Help Wanted Solving Kernel Panic

This is for ARMv8 based devices

Help Wanted Solving Kernel Panic

Postby ecod00m » Sat Dec 28, 2024 12:56 am

Original Post Here:
https://archlinuxarm.org/forum/viewtopic.php?p=73157

Updated Output Here:
https://imgdrop.io/image/caught-it50pct.Uym6d

Extra (sda) Storage Info:
- Samsung 980 M.2 PCI-E NVMe SSD 500GB
- Cooler Master Oracle Air M.2 SSD Enclosure

EDIT: I am aware of potential NVMe SSD firmware issues with this model and I am currently transporting the drive to a direct NVMe interface to check and update it if needed.

EDIT: Drive is running the latest firmware. No issue detected. Running extended SMART scan.

EDIT: Extended SMART Scan Claims Perfect Health, no errors ever.

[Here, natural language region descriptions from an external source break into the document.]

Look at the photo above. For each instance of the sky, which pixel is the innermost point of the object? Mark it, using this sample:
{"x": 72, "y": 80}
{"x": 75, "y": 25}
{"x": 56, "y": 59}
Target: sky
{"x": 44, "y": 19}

EDIT: fdisk -l (run from another system)

## PROBLEM DRIVE:

Disk /dev/nvme3n1: 465.76 GiB, 500107862016 bytes, 976773168 sectors
Disk model: Samsung SSD 980 500GB
Units: sectors of 1 * 512 = 512 bytes
Sector size (logical/physical): 512 bytes / 512 bytes
I/O size (minimum/optimal): 16384 bytes / 131072 bytes
Disklabel type: dos
Disk identifier: 0x6c7e15b3

Device Boot Start End Sectors Size Id Type
/dev/nvme3n1p1 2048 1050623 1048576 512M c W95 FAT32 (LBA)
/dev/nvme3n1p2 1050624 976773167 975722544 465.3G 83 Linux

## OTHER NVME DRIVES ON ANOTHER SYSTEM:

Disk /dev/nvme0n1: 931.51 GiB, 1000204886016 bytes, 1953525168 sectors
Disk model: Samsung SSD 970 EVO Plus 1TB
Units: sectors of 1 * 512 = 512 bytes
Sector size (logical/physical): 512 bytes / 512 bytes
I/O size (minimum/optimal): 512 bytes / 512 bytes
Disklabel type: gpt
Disk identifier: 46CBB563-49CD-47A5-817F-03A9583DC8BA

Device Start End Sectors Size Type
/dev/nvme0n1p1 2048 2099199 2097152 1G EFI System
/dev/nvme0n1p2 2099200 2131967 32768 16M Microsoft reserved
/dev/nvme0n1p3 2131968 421562367 419430400 200G Microsoft basic data
/dev/nvme0n1p4 421562368 423100415 1538048 751M Windows recovery environment
/dev/nvme0n1p6 423100416 1953523711 1530423296 729.8G Linux LVM

Disk /dev/nvme2n1: 3.73 TiB, 4096805658624 bytes, 8001573552 sectors
Disk model: TEAM TM8FP4004T
Units: sectors of 1 * 512 = 512 bytes
Sector size (logical/physical): 512 bytes / 512 bytes
I/O size (minimum/optimal): 512 bytes / 512 bytes
Disklabel type: gpt
Disk identifier: 327AA0D2-0D8F-4655-8E8F-E87A48443FCE

Device Start End Sectors Size Type
/dev/nvme2n1p1 2048 2099200 2097153 1G EFI System
/dev/nvme2n1p2 1050677248 8001572863 6950895616 3.2T Linux LVM
/dev/nvme2n1p3 2101248 1050677247 1048576000 500G Microsoft basic data

## Problem drive observations

- It's running a dos partition table. This was recommended when I was setting up Arch Linux ARM, and it ended up working so I left it, despite not using that kind of partition table ANYWHERE else.
- The I/O size, both minimum, and optimal, are far larger than the logical/physical, whereas all other drives are matched.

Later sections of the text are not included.